Remar sola, contrarremar y recordar



Hoy fue la primera vez en mi vida que salí al río sola con el bote. Ya me habían otorgado el carnet en otro club y me habían estimulado a que de una vez por todas me animara, saliera. Que ya no hay mucho más por aprender, pero sí por conocer. Pensaba mientras intentaba alejarme de la costa que se acercaba tan rápido ante la lentitud de mis maniobras que fueron muchos años de libros y conceptos. Que me alejé de la escena por el dolor que me causaron los destratos y ajustes del status quo que no me animé a desafiar, por miedos maquillados de respeto. 

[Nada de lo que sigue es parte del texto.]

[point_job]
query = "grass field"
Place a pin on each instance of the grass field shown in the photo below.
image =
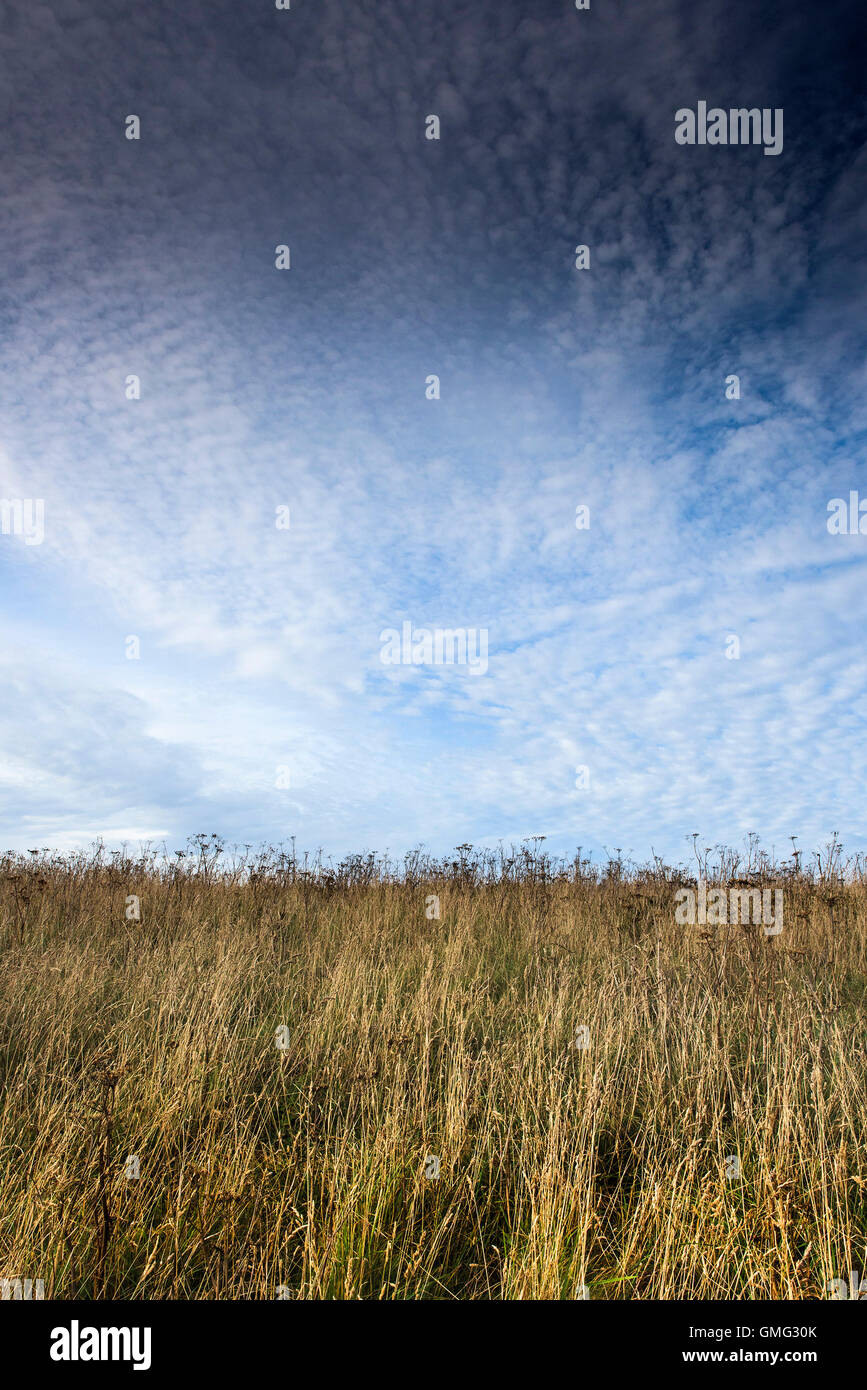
(293, 1052)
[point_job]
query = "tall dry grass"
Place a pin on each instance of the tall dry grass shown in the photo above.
(302, 1172)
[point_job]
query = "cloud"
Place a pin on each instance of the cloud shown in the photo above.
(306, 389)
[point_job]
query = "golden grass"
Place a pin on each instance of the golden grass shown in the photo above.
(302, 1173)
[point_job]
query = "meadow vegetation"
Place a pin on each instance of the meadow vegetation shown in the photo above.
(621, 1107)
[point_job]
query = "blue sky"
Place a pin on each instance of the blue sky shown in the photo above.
(260, 648)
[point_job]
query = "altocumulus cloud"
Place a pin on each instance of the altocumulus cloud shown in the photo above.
(259, 704)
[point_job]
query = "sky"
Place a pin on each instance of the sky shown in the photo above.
(195, 641)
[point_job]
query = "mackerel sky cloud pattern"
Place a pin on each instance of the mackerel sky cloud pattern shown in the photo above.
(607, 645)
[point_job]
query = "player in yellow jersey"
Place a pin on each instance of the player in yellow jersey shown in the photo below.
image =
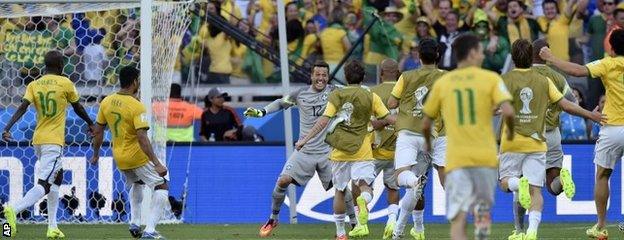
(51, 93)
(125, 117)
(385, 142)
(350, 109)
(610, 145)
(523, 159)
(411, 162)
(466, 98)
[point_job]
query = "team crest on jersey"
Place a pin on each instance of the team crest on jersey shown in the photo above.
(324, 96)
(526, 95)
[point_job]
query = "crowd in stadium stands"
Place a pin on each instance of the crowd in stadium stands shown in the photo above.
(98, 44)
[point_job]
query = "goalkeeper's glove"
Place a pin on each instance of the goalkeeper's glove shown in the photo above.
(252, 112)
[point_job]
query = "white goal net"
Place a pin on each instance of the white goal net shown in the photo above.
(97, 40)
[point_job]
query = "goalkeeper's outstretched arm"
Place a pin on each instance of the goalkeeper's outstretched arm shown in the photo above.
(275, 106)
(6, 133)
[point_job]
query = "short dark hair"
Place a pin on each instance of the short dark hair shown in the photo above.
(320, 64)
(53, 61)
(553, 2)
(464, 44)
(127, 76)
(522, 53)
(429, 51)
(354, 72)
(176, 91)
(616, 40)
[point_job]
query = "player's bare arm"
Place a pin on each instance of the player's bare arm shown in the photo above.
(379, 124)
(575, 109)
(393, 102)
(82, 113)
(567, 67)
(98, 139)
(21, 110)
(509, 116)
(321, 123)
(146, 147)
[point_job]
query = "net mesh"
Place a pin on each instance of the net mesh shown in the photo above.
(97, 40)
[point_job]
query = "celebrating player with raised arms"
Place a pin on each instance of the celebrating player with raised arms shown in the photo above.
(350, 109)
(523, 159)
(50, 94)
(411, 161)
(125, 117)
(313, 157)
(610, 144)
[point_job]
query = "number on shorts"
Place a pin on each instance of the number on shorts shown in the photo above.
(116, 123)
(460, 105)
(47, 103)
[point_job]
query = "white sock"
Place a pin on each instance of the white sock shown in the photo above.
(368, 197)
(417, 216)
(534, 218)
(52, 206)
(159, 199)
(393, 211)
(518, 214)
(408, 202)
(513, 183)
(407, 179)
(136, 198)
(339, 219)
(32, 196)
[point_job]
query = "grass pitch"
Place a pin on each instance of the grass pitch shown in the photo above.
(287, 231)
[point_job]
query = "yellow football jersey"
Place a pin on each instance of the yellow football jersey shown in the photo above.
(365, 152)
(611, 72)
(524, 144)
(124, 115)
(51, 94)
(466, 98)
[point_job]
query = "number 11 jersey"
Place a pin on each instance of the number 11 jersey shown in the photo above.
(467, 98)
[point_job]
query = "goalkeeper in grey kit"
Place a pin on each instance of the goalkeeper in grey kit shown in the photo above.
(314, 156)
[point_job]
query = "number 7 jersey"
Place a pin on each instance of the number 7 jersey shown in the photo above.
(50, 94)
(467, 98)
(124, 115)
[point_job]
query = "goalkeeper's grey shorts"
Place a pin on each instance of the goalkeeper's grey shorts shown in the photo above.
(301, 167)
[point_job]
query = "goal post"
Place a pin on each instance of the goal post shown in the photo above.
(97, 39)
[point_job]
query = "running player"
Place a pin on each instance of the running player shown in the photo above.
(466, 98)
(385, 142)
(51, 93)
(300, 168)
(132, 151)
(610, 144)
(523, 159)
(558, 179)
(411, 162)
(352, 155)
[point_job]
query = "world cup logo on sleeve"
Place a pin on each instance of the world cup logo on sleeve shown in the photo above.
(345, 113)
(526, 95)
(419, 96)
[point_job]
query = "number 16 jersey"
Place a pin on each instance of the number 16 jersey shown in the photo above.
(50, 95)
(124, 115)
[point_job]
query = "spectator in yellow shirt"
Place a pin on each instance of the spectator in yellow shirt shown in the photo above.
(556, 25)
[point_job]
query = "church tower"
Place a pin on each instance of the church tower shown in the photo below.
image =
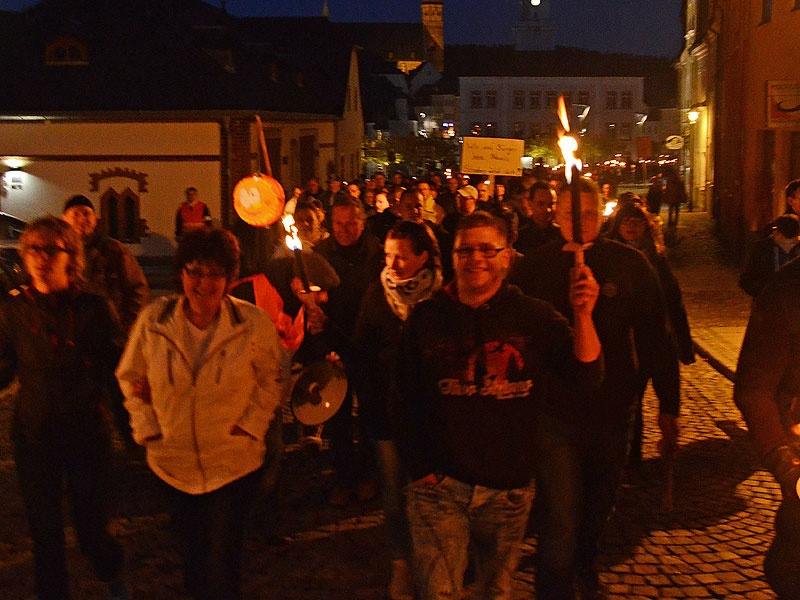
(535, 29)
(433, 26)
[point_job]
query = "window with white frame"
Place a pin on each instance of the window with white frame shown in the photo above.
(475, 100)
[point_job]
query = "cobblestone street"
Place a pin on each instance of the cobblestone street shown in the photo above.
(710, 544)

Al CHA vengo desde que tengo recuerdos. Los juegos de la plaza, el quincho sin paredes, un buffet largo y oscuro que ahora es una parrilla para que venga a comer gente de afuera. No sé qué significaba para mis xadres que cada tanto aceptaban la invitación de mis tíxs a pasar el domingo acá, pero para mí era la suspensión de la semana. Sobre todo cuando el ballet ahogaba mi suspiros de nena semi salvaja que disfrutaba de correr rápido porque el viento que le daba en la cara era más fresco que si se quedaba quieta en el lugar, y mis músculos e ideas se nutrían de suficiente río para afrontar el disciplinamiento a pies en rotación externa y dieta de manzana que aconsejaban lxs que sabían, y alguno que ni siquiera sabían tanto. 

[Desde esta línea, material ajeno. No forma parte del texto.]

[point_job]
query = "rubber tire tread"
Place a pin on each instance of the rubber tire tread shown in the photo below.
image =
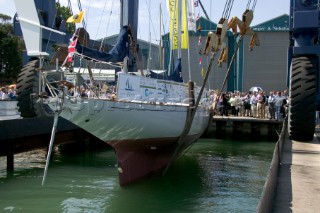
(302, 105)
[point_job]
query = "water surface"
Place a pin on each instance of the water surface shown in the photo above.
(213, 176)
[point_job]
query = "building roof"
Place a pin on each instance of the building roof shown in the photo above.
(280, 23)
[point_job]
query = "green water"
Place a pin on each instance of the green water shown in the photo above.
(213, 176)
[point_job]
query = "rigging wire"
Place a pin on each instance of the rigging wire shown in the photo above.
(104, 7)
(154, 31)
(227, 9)
(102, 42)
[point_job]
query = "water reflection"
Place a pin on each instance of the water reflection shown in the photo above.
(213, 176)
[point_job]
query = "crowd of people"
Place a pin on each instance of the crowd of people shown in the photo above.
(256, 104)
(8, 93)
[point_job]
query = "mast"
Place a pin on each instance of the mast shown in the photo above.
(149, 54)
(129, 17)
(187, 10)
(179, 27)
(160, 42)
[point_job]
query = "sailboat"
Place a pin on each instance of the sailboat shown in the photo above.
(149, 122)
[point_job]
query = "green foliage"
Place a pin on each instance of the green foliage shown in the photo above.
(10, 51)
(65, 13)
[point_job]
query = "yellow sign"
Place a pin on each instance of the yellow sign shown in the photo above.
(77, 18)
(173, 6)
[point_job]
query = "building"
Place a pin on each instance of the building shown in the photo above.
(265, 66)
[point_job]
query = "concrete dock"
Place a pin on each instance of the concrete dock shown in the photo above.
(299, 177)
(293, 180)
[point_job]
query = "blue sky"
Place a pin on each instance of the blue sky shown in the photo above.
(109, 24)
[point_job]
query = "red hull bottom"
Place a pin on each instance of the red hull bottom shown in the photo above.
(139, 159)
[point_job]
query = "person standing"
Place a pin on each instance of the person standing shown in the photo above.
(278, 104)
(253, 103)
(271, 105)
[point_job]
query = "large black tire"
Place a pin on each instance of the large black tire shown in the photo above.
(302, 99)
(28, 89)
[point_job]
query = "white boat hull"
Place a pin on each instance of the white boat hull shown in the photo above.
(144, 136)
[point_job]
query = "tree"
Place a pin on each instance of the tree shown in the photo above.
(65, 13)
(10, 51)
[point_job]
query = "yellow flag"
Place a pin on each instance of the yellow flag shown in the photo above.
(76, 18)
(173, 11)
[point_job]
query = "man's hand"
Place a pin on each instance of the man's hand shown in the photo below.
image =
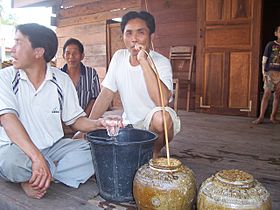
(41, 175)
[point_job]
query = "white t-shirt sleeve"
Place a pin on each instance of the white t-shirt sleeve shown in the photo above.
(164, 69)
(110, 78)
(8, 101)
(71, 110)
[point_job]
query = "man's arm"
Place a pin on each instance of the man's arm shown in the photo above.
(41, 175)
(152, 82)
(102, 103)
(89, 107)
(264, 60)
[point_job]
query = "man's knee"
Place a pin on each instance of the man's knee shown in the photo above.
(15, 168)
(157, 122)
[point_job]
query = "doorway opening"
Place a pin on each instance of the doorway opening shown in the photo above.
(271, 17)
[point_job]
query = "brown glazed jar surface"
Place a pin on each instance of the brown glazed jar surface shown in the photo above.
(160, 186)
(233, 190)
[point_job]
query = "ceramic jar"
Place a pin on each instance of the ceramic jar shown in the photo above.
(233, 190)
(158, 185)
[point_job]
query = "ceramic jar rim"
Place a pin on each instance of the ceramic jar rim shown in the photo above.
(235, 177)
(161, 164)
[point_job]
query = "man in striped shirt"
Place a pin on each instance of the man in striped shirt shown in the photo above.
(85, 78)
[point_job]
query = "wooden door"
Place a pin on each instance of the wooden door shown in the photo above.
(228, 56)
(114, 42)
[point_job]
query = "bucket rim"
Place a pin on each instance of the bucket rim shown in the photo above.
(110, 142)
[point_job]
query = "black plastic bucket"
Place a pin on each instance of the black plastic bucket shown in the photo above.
(116, 161)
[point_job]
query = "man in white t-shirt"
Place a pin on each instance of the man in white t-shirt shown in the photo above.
(130, 74)
(34, 100)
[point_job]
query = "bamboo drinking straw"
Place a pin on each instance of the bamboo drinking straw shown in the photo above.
(153, 66)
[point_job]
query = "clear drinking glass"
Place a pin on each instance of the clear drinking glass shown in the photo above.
(113, 124)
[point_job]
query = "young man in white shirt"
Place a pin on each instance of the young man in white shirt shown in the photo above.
(130, 74)
(34, 99)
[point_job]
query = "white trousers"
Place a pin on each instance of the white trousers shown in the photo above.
(73, 162)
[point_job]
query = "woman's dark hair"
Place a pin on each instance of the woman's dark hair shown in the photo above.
(74, 42)
(143, 15)
(40, 36)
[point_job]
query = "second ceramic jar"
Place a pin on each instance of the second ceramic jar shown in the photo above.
(233, 190)
(160, 186)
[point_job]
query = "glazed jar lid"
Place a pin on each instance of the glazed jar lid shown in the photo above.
(235, 177)
(162, 164)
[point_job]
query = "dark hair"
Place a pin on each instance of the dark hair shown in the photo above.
(143, 15)
(75, 42)
(40, 36)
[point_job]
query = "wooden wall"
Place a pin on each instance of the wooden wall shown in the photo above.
(176, 22)
(86, 20)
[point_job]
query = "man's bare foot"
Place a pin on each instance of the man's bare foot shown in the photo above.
(31, 192)
(274, 121)
(258, 121)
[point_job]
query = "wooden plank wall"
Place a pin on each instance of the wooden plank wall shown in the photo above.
(175, 25)
(86, 20)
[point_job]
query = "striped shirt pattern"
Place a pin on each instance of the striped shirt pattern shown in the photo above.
(88, 87)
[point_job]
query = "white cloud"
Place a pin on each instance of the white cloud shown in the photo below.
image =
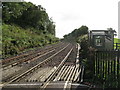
(71, 14)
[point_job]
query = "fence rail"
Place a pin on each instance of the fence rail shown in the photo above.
(107, 67)
(117, 46)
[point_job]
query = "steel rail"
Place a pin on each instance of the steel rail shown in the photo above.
(34, 68)
(53, 75)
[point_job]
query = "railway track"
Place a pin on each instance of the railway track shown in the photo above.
(34, 68)
(62, 65)
(20, 68)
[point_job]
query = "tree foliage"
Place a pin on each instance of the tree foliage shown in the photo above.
(77, 33)
(28, 15)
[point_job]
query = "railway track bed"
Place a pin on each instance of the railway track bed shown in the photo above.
(60, 66)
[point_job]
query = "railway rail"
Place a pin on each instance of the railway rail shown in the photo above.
(63, 65)
(35, 67)
(16, 70)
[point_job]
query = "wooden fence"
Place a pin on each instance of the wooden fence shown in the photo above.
(107, 67)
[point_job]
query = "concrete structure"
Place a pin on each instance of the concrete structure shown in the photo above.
(102, 39)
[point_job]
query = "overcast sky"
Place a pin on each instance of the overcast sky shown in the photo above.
(71, 14)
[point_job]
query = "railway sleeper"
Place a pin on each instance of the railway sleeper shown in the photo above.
(68, 73)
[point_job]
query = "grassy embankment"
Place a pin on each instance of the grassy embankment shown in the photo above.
(16, 39)
(116, 40)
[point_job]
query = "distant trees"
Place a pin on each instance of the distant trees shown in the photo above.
(77, 33)
(28, 15)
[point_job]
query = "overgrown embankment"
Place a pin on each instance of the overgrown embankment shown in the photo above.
(16, 39)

Los mejores recuerdos están adentro de este club, y eso que ni siquiera éramos socios, pero yo siempre sentí que pertenecí a él. Una tarde mientras los que en ese momento eran adultxs y hacían el asado tomaban mate y facturas en el quincho sin paredes, vimos sobrevolar los juegos de niñxs a dos murciélagos, que a modo de presagio de una época en la que nos encerrarían a todxs, nos distrajeron de destrezas de pasamanos y toboganes para mostrarnos cómo se posaban sobre un cable con envidiable elegancia. Todxs nos quedamos azorados... Entonces G dijo que había visto en un documental que a los murciélagos los atraía el sonido. Que eran capaces de captar, como los perros, viste? sonidos muy muy bajitos que para ellos eran como ondas. Entonces nos paramos en una hilera y empezamos a afinar una melodía. Cada cual atendía la propia, entonces G nos corrigió. Que era una melodía simple, que no cantáramos. Después de un debate acalorado, nos decidimos por llamarlos por su nombre: "murciélago" así sabrían que nos dirigíamos a ellos y no a cualquier otra especie que volaba por ahí. Recuperamos las posiciones del coro y comenzamos a cantar "murciélago" sin prestar demasiada importancia a la /M/ esa vibración de labios nada tenía que ver con el cielo, se trasladaba a la tierra y las yararás no estaban invitadas al concierto. Se ralentaba la /U/ y suavizaba la /R/ para sortear la /C/ que cada vez que aparece la /I/ se trasviste para lograr un definido énfasis en la /E/ con acento esdrújulo suspenderla en el aire el triple de tiempo que su vocal anterior confiando que sea la que empuje el resto de las sílabas hasta las orejas puntiagudas y peludas de nuestro público. 

Ninguno se movió del lugar. Ni muurciéeeelagos, ni niñxs. Entonces G, informado como siempre, dijo que a lo mejor necesitaran nuevos postes hacia donde volar. Buscamos entre las paredes qué objetos podrían ser sus nuevas pasarelas y encontramos unos listones de madera con clavos oxidados. Elegimos los más largos y volvimos a nuestras posiciones. G a la orden de mando nos mostró cómo mecerlos en el espacio con sensualidad, porque según el documental el movimiento genera ondas sonoras. ¿Nunca viste cuando agitás una ramita que hace ruido? Nos enseñaba. 

Ahora ya provistos de objetos escenográficos, coreografía y tema musical, nada podría fallar, ellos volarían hacia nosotros y tendríamos una tarde de domingo ideal. Pero como puede pasarle a cualquier performance poética que piensa más en los efectos que se quieren causar en las personas que por sobre el estar presentes en la escena, ningún muurciéeeelago se movió de su lugar.